Leading AIDS researcher to run CDC
NEW YORK A leading AIDS researcher was picked Wednesday to run the Centers for Disease Control and Prevention, the federal government’s top public health agency.
Dr. Robert Ray Redfield Jr., who rose to prominence in the 1980s as a top researcher into the emerging AIDS epidemic, has been named to the post by U.S. Secretary of Health and Human Services Alex Azar.
“Dr. Redfield has dedicated his entire life to promoting public health and providing compassionate care to his patients,” Azar said in a statement. Redfield’s appointment doesn’t need Senate approval, and he’ll start at the CDC on Monday.
Redfield, 66, is a medical school professor at the University of Maryland, where he co-founded the Institute of Human Virology. He has extensive experience treating HIV patients as well as heroin addicts and has been praised for his work in Maryland on the opioid crisis.
His institute has worked on AIDS in Africa, getting $138 million from CDC for its work.
But Redfield also made headlines more than two decades ago, when he was scrutinized for overstating the effectiveness of an experimental AIDS vaccine. He also has been criticized for being out of step with the public health community on some issues.
Public health leaders who spoke to The Associated Press about his appointment all voiced hope that he will be able to protect CDC’s budget and programs.
Redfield didn’t immediately comment on Wednesday’s announcement.
The Atlanta-based CDC investigates disease outbreaks, researches the cause and frequency of health problems, and promotes prevention. Founded in 1946, it is the only federal agency headquartered outside of Washington, D.C., and has nearly 12,000 employees and 10,000 contractors worldwide.
The agency has total budget of about $12 billion. The Trump administration has proposed slashing that by about $1 billion in the next fiscal year, cutting a wide range of programs.
Redfield will replace Dr. Brenda Fitzgerald, a Trump administration appointee who resigned in January after about six months on the job. Fitzgerald, who had previously run Georgia’s state health department, was embroiled in unresolved financial conflicts. HHS officials ultimately said her investments were affecting her ability to be involved in issues like cancer and the opioids crisis.
In the 1980s, Redfield was working at the Defence Department's Walter Reed Institute of Research when he became a leading AIDS researcher. He has been counted as among the first to demonstrate the AIDS virus could spread among heterosexuals, and argued early in the epidemic that AIDS wasn’t a threat only to gay men and injection drug users.
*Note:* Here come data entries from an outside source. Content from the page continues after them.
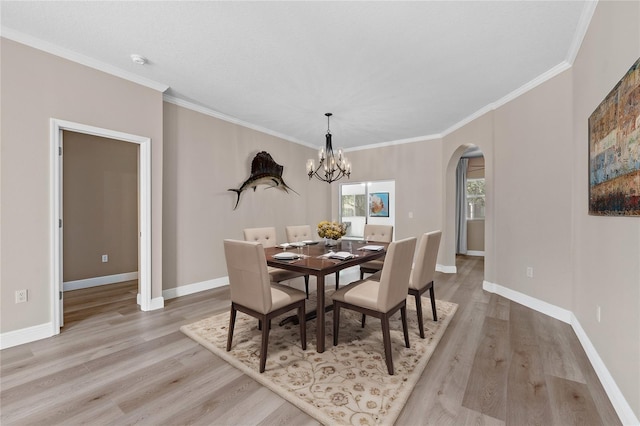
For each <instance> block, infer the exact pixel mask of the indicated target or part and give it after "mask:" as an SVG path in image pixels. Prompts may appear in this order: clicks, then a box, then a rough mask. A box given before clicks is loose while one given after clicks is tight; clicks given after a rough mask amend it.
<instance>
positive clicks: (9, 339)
mask: <svg viewBox="0 0 640 426" xmlns="http://www.w3.org/2000/svg"><path fill="white" fill-rule="evenodd" d="M53 335H54V333H53V323H51V322H47V323H45V324H40V325H34V326H33V327H27V328H21V329H20V330H14V331H8V332H6V333H0V349H7V348H12V347H14V346H18V345H23V344H25V343H30V342H35V341H36V340H40V339H46V338H47V337H51V336H53Z"/></svg>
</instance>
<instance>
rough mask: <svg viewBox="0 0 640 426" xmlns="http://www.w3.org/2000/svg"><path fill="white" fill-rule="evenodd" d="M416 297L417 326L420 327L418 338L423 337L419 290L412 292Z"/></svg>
mask: <svg viewBox="0 0 640 426" xmlns="http://www.w3.org/2000/svg"><path fill="white" fill-rule="evenodd" d="M413 295H414V296H415V298H416V311H417V312H418V328H419V329H420V338H421V339H424V321H423V319H422V300H421V297H420V293H419V292H415V293H413Z"/></svg>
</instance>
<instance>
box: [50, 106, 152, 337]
mask: <svg viewBox="0 0 640 426" xmlns="http://www.w3.org/2000/svg"><path fill="white" fill-rule="evenodd" d="M50 122H51V123H50V128H51V136H50V145H51V167H50V170H51V171H50V173H51V175H50V182H51V203H50V205H51V213H50V219H51V238H50V240H51V268H50V269H51V311H50V312H51V324H52V326H53V334H54V335H55V334H60V327H61V326H62V323H63V322H62V318H63V305H62V303H63V302H62V289H63V281H62V280H63V276H62V229H63V228H62V226H63V225H64V224H63V220H62V219H63V216H62V213H63V212H62V206H63V202H62V143H63V140H62V131H63V130H67V131H71V132H76V133H84V134H88V135H93V136H100V137H105V138H110V139H116V140H119V141H124V142H130V143H135V144H138V146H139V156H138V204H139V208H138V223H139V233H140V235H139V238H140V241H139V244H138V265H139V267H138V268H139V271H138V288H139V289H140V293H139V294H138V296H139V297H138V304H139V305H140V309H141V310H143V311H148V310H151V139H150V138H147V137H144V136H138V135H132V134H128V133H123V132H118V131H115V130H109V129H103V128H100V127H94V126H89V125H85V124H81V123H74V122H71V121H66V120H59V119H56V118H52V119H51V120H50Z"/></svg>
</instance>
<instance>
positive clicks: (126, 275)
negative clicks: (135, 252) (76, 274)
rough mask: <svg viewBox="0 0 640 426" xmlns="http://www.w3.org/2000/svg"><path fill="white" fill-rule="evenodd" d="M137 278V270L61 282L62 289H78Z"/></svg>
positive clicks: (135, 278)
mask: <svg viewBox="0 0 640 426" xmlns="http://www.w3.org/2000/svg"><path fill="white" fill-rule="evenodd" d="M137 279H138V271H134V272H125V273H123V274H115V275H105V276H103V277H94V278H86V279H84V280H75V281H66V282H63V283H62V288H63V291H69V290H78V289H81V288H89V287H97V286H99V285H105V284H115V283H121V282H123V281H131V280H137Z"/></svg>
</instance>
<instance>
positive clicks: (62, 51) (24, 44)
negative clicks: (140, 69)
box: [0, 27, 169, 92]
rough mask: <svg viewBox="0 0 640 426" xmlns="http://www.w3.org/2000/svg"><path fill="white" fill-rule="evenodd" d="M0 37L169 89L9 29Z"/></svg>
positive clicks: (111, 65) (156, 82)
mask: <svg viewBox="0 0 640 426" xmlns="http://www.w3.org/2000/svg"><path fill="white" fill-rule="evenodd" d="M0 36H2V37H4V38H6V39H9V40H13V41H15V42H18V43H21V44H24V45H27V46H29V47H33V48H34V49H38V50H42V51H43V52H46V53H50V54H52V55H55V56H59V57H61V58H64V59H68V60H69V61H73V62H77V63H79V64H81V65H85V66H87V67H89V68H93V69H96V70H98V71H102V72H105V73H107V74H110V75H113V76H115V77H119V78H122V79H124V80H128V81H131V82H133V83H136V84H140V85H141V86H145V87H148V88H150V89H153V90H157V91H158V92H165V91H166V90H167V89H168V88H169V86H168V85H166V84H162V83H158V82H157V81H153V80H149V79H147V78H144V77H140V76H138V75H135V74H133V73H130V72H128V71H125V70H122V69H120V68H117V67H114V66H112V65H109V64H106V63H104V62H101V61H98V60H96V59H93V58H90V57H88V56H85V55H82V54H80V53H78V52H74V51H72V50H68V49H64V48H62V47H60V46H56V45H55V44H53V43H49V42H48V41H44V40H41V39H39V38H35V37H32V36H29V35H26V34H24V33H21V32H19V31H15V30H13V29H11V28H7V27H2V29H1V30H0Z"/></svg>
In the early 1990s, the Army and a Congressional committee investigated his research into an experimental AIDS vaccine and accusations that he misrepresented study data to make it seem like the vaccine worked. The Army found no evidence of scientific misconduct, but it criticized him for faulty analysis of study data and for an inappropriately close relationship with a conservative lobbying group.